# Tannin in water



## mary lance (Sep 21, 2006)

My daughter has just bought a 200 L tank and has added 2 pieces of driftwood. She has the correct size filter. Tha water colour is very brown and I presume it's the tannin leaching out of the wood. I have emptied the tank once and soaked the wood for a week hoping this would fix the problem but it's back the same as it was if not worse. Obviously we haven't put any fish in yet. Has anyone any ideas on how to get rid of the tannin out of the water other than not having any wood in there?


----------



## Dizlal (Sep 20, 2006)

You could try some carbon in the filter, but you maybe need to soak it longer to let the tanin leech out. As far as i'm aware it won't do any damage to any inhabitants. 8)


----------



## Amphitrite (Sep 8, 2006)

mary lance said:


> My daughter has just bought a 200 L tank and has added 2 pieces of driftwood.
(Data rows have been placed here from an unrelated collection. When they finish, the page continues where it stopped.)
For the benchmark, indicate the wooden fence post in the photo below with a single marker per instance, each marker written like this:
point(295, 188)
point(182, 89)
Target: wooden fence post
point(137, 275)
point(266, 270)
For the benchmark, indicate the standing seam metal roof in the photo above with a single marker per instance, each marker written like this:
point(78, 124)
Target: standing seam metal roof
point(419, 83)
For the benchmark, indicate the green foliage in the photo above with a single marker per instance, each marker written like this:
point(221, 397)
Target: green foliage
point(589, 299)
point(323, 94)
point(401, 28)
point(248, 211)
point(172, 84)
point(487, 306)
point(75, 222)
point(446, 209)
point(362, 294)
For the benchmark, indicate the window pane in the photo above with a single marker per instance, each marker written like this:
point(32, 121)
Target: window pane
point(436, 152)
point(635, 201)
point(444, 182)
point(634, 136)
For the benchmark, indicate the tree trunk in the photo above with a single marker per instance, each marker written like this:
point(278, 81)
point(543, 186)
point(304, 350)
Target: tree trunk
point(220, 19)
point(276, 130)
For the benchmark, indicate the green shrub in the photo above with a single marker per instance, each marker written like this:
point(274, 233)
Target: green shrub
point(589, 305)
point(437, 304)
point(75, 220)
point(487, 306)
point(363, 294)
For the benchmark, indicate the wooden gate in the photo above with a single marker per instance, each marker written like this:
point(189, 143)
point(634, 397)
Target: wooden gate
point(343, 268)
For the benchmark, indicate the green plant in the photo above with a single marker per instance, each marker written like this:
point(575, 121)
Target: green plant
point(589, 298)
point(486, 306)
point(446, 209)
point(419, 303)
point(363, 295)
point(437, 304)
She has the correct size filter. Tha water colour is very brown and I presume it's the tannin leaching out of the wood. I have emptied the tank once and soaked the wood for a week hoping this would fix the problem but it's back the same as it was if not worse. Obviously we haven't put any fish in yet. Has anyone any ideas on how to get rid of the tannin out of the water other than not having any wood in there?
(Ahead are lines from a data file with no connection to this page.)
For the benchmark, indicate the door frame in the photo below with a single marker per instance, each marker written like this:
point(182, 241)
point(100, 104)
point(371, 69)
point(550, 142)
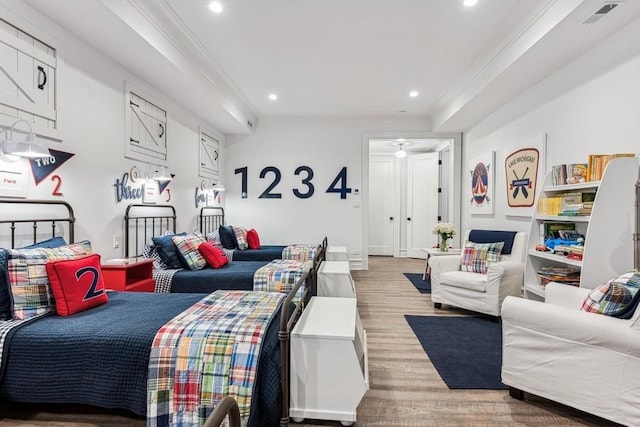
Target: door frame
point(454, 181)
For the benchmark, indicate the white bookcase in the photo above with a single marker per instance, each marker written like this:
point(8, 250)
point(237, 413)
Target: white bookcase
point(329, 361)
point(608, 231)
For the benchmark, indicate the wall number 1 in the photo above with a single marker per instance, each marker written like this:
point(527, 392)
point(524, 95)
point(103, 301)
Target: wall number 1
point(305, 191)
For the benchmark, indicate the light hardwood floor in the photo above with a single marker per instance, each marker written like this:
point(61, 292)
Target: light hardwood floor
point(405, 390)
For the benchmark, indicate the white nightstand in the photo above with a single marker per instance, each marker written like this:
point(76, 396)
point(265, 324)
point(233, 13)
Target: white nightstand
point(329, 361)
point(437, 252)
point(334, 280)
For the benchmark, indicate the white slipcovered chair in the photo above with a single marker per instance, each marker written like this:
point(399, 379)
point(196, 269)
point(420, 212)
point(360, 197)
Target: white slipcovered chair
point(588, 361)
point(480, 292)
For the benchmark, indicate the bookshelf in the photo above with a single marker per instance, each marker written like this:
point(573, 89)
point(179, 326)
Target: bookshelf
point(608, 230)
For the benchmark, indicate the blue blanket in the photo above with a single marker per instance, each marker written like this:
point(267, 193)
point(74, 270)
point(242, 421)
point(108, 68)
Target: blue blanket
point(100, 357)
point(265, 253)
point(233, 276)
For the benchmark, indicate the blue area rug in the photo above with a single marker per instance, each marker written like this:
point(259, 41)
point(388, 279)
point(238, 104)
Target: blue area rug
point(466, 351)
point(424, 286)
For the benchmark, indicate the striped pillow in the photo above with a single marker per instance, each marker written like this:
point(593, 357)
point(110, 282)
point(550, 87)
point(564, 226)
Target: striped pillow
point(188, 250)
point(477, 256)
point(241, 237)
point(618, 297)
point(28, 281)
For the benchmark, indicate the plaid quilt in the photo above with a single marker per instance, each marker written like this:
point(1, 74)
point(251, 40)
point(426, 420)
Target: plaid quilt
point(300, 252)
point(205, 353)
point(281, 275)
Hi Mary, and welcome to fishforum.com  

I recently added a piece of driftwood to my tank and found that I had to soak in a bucket for two weeks beforehand, changing the water in the bucket on a daily basis.
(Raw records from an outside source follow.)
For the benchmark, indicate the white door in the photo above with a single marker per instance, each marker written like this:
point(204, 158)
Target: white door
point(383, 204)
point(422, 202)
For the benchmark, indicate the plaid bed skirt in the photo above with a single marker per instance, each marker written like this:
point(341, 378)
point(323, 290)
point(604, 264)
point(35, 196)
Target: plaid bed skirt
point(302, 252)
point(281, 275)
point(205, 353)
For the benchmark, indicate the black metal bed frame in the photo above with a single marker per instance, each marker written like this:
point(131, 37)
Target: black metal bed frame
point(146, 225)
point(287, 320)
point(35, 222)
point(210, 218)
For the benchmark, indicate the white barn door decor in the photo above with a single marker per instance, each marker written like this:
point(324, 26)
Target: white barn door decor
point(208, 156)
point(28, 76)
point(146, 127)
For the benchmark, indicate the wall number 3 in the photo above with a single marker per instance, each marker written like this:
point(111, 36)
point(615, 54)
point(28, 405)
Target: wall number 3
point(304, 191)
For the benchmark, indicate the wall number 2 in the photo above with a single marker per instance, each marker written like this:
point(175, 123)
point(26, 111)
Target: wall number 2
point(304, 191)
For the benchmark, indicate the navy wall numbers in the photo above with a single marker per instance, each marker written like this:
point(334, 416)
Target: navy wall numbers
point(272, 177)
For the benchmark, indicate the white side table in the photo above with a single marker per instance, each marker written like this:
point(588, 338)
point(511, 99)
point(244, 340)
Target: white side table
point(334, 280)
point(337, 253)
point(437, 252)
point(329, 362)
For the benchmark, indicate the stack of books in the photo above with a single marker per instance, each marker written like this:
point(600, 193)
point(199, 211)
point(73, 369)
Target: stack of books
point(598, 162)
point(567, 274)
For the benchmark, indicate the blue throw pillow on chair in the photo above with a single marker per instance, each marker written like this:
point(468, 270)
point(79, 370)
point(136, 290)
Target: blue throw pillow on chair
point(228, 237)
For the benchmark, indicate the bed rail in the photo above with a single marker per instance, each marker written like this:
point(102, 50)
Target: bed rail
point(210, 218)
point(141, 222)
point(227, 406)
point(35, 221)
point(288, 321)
I would recommend that you take it out of the tank and do that for a while.

Katherine


----------



## Oceane (Aug 4, 2006)

Hi Mary i normally soak my driftwood in chlorine based bleach for a week, then in clear water that i change daily for 3 days, it usually does the trick. Tannin is not bad for fish specially south american cichlids, the water just looks brownish...


----------



## crazie.eddie (Sep 1, 2006)

The tannins will lower the pH and soften the water, which is not bad, if you have hard water with high pH. Unfortunately, it's unsightly to look at, since it turns the water yellow to almost tea brown.

Boiling the wood will release majority of the tannins.


----------



## Tracy (Aug 4, 2006)

I have a piece of driftwood, also. I only soaked it in a bucket of water for a few days, then put it into the tank. It's been in there about 5 weeks and the water is still somewhat tea coloured, although it was much worse looking before my last water change. In time it will quit giving off the colour.


----------



## Oceane (Aug 4, 2006)

It takes a long time to clear, my Oscar tank was tea coloured for nearly a year inspite of regular water changes, the fish didn't mind one bit.


----------



## crazie.eddie (Sep 1, 2006)

Frequent water changes and using carbon media will help remove it from the water. Unfortunately, you need to replace the carbon media frequently as well.


----------